Touch tracking technology that enables using the skin of an arm as an extended smartwatch touch screen has been developed by American researchers.
The SkinTrack system by engineers from Carnegie Mellon University, the USA, relies on a ring worn on a finger that emits a high frequency electrical signal and an armband with four electrodes that sense the signal emitted by the ring as it propagates through the skin. When a finger touches the skin, two electrodes detect its position on the Y axis and the other two on the X axis.
The distance between the finger and each of the paired electrodes is different and so is the phase of the signal. This way, the wristband calculates the position of the finger. In their experiments, the researchers have shown the system is accurate to 99 per cent.
"A major problem with smartwatches and other digital jewellery is that their screens are so tiny," said Gierad Laput, a PhD student at the Carnegie Mellon’s Human-Computer Interaction Institute, who co-designed the device.
"Not only is the interaction area small, but your finger actually blocks much of the screen when you're using it. Input tends to be pretty basic, confined to a few buttons or some directional swipes."
The researchers fitted the sensing armband with a screen, making it a real smartwatch. They demonstrated how easily the user can switch from using the actual screen to using the skin extension to perform various types of actions. The system detects swiping on the skin, discreet touches such as selecting numbers on a dial pad, can mimic the function of a slider and even allows writing special signs and characters.
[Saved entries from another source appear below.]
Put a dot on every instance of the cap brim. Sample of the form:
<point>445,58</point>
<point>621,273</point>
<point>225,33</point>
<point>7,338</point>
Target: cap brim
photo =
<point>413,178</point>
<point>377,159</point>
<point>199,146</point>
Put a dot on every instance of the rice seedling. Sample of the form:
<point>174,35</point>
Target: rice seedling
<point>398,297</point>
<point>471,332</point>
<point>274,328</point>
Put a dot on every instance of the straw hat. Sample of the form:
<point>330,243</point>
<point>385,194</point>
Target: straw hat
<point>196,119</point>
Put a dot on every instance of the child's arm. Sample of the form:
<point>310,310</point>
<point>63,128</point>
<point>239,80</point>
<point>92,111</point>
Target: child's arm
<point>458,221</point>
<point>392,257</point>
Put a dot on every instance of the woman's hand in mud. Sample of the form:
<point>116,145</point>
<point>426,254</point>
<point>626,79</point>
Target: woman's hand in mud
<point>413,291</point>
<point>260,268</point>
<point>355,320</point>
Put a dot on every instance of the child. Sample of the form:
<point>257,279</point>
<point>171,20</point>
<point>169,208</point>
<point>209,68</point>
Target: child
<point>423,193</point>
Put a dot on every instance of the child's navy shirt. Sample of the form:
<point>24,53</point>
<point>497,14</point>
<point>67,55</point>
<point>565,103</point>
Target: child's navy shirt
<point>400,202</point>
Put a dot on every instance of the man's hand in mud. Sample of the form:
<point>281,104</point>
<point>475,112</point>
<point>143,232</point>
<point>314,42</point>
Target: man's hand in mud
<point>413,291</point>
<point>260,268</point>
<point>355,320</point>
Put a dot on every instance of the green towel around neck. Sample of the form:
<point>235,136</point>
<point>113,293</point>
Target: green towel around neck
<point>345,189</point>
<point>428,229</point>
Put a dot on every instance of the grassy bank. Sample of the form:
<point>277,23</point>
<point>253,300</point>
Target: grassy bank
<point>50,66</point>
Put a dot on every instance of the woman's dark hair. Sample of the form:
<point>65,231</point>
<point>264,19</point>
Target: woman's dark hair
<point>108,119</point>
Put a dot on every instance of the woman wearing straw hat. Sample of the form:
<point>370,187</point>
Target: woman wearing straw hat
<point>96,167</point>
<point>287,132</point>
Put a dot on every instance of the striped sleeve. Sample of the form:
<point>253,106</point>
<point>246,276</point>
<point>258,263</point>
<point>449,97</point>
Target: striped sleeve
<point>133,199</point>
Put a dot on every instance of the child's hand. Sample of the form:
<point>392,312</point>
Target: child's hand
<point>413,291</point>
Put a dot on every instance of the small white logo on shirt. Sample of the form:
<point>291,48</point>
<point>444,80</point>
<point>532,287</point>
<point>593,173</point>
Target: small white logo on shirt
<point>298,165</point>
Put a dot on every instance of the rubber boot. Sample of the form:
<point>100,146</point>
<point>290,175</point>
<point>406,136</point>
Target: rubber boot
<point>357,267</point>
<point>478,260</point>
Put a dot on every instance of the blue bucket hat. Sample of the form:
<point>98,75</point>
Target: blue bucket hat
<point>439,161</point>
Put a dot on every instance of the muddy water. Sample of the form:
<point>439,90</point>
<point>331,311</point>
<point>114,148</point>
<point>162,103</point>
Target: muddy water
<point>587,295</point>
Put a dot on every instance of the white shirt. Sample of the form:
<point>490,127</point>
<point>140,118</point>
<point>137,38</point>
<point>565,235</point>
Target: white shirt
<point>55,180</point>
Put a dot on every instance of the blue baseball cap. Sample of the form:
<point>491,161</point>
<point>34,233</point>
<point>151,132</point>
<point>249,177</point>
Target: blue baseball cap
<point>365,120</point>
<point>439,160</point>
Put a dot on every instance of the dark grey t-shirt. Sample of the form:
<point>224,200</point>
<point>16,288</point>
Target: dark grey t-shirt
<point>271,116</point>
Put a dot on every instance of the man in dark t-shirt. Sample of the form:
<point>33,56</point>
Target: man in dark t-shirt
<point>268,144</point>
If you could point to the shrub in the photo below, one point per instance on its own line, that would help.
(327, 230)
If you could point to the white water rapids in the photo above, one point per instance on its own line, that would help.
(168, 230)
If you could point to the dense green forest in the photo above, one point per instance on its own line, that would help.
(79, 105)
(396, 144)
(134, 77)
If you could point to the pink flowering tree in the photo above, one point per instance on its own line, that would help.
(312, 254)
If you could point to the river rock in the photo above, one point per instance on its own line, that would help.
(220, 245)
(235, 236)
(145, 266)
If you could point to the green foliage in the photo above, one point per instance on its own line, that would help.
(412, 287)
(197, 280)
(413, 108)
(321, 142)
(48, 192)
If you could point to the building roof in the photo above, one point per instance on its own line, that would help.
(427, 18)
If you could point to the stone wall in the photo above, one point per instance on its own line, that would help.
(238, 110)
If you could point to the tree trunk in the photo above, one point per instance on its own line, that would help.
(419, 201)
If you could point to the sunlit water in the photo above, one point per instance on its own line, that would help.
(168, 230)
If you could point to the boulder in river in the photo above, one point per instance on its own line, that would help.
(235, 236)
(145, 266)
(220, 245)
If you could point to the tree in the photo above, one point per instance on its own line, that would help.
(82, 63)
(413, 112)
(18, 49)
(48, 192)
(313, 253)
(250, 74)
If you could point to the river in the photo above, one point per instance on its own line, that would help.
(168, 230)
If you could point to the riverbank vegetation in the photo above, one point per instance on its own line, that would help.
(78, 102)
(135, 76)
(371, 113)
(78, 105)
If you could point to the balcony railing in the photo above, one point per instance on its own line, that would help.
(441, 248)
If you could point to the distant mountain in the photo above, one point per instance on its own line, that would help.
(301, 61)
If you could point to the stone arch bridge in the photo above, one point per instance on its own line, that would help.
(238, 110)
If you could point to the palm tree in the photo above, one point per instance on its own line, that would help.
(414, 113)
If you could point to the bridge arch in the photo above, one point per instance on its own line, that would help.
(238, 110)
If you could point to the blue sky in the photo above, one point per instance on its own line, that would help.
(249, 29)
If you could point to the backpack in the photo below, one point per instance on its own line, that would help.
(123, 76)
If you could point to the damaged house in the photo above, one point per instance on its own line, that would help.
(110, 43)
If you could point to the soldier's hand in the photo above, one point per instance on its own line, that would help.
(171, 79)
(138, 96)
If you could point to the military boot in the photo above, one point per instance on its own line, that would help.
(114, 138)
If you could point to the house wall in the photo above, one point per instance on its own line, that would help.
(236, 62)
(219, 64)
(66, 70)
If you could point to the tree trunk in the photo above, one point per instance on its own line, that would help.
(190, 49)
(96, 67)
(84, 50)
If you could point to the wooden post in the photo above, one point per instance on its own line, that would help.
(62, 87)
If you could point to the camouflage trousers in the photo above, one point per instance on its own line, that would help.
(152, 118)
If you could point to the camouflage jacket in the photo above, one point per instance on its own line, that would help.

In a video on YouTube, the team demonstrated how the technology could be used to comfortably play games on the smartwatch, zoom in and out of maps and make simple drawings. By hovering a finger above the hand, the user can mimic the function of a cursor to highlight characters on the screen.
There are still many obstacles before this technology can be commercialised. Providing sufficient power to the ring to keep it running is a major challenge. In addition to that, the propagation of the signal tends to be affected by multiple factors including sweating and the changing levels of hydration in the body and its constant motion.
The team said the technology is perfectly safe and the signal doesn’t pose any health risk to the user.